My research investigates the relationships between thinking and doing in performance, training and everyday life. I draw on detailed case studies from real-world situations like riding bikes down rock gardens in the jungle, performing at height on the trapeze, and learning to navigate the daily challenges of living with chronic pain.
I am particularly interested in the remarkable ways people flexibly and intelligently adjust their actions in response to challenge, pressure or unpredictability; the impact of the broader context surrounding a given moment or event, and; what these studies reveal about human capacities for coping and excelling in high-risk, high-pressure situations.
My academic work is unusually transdisciplinary, drawing on ethnographic methods to expand on research in performance studies, cognitive science, anthropology, philosophy, psychology, cultural studies and sports science. By placing these different perspectives in conversation with one another, my work consistently reveals new insights into the theoretical debates explored and the activities investigated.
Considering how people learn from, and make sense of, experiences in sport and physical performance reveals new ways of thinking about other situations where attention, focus and memory are important for guiding movement and collaboration. These range from aesthetic practices such as theatre and dance, to job-specific expertise like performing surgery or flying a plane, to supporting memory and communication processes as we age, and to day-to-day activities where we don’t think about every step of an action in order to carry it out. My research expertise also translates to equipment consultation, user research, media and advocacy work.
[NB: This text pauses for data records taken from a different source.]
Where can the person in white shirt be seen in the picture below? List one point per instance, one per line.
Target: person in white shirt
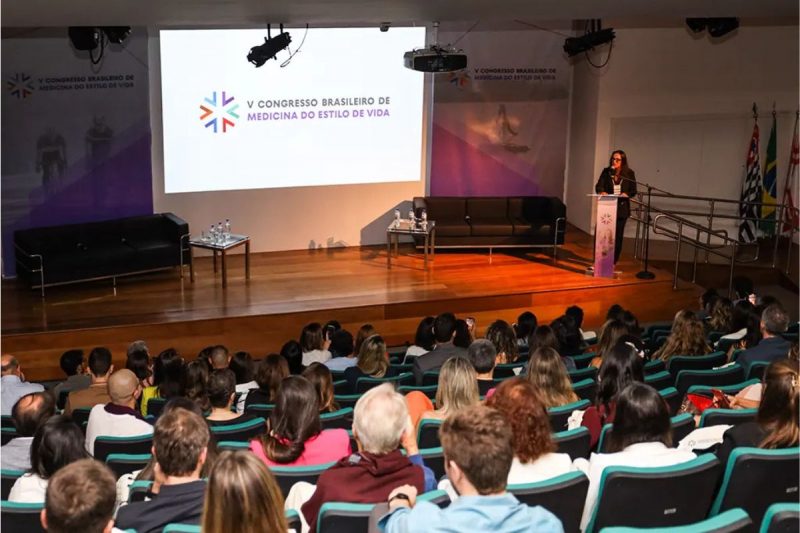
(14, 385)
(640, 437)
(314, 344)
(118, 418)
Current projects investigate:
- Decision-making processes while mountain biking down steep, rocky trails;
- The important roles of failure and staying attuned to bodily and affective variability in scaffolding skilled performance;
- How an app designed by an Australian tech start-up, Brain Changer, is used by people with persistent pain to learn to live well with, or overcome, the impact of pain on their daily lives;
- Embodied, emplaced, collaborative remembering processes in older Australian couples (and how an ethnographic method can augment, and be augmented by, a psychological one).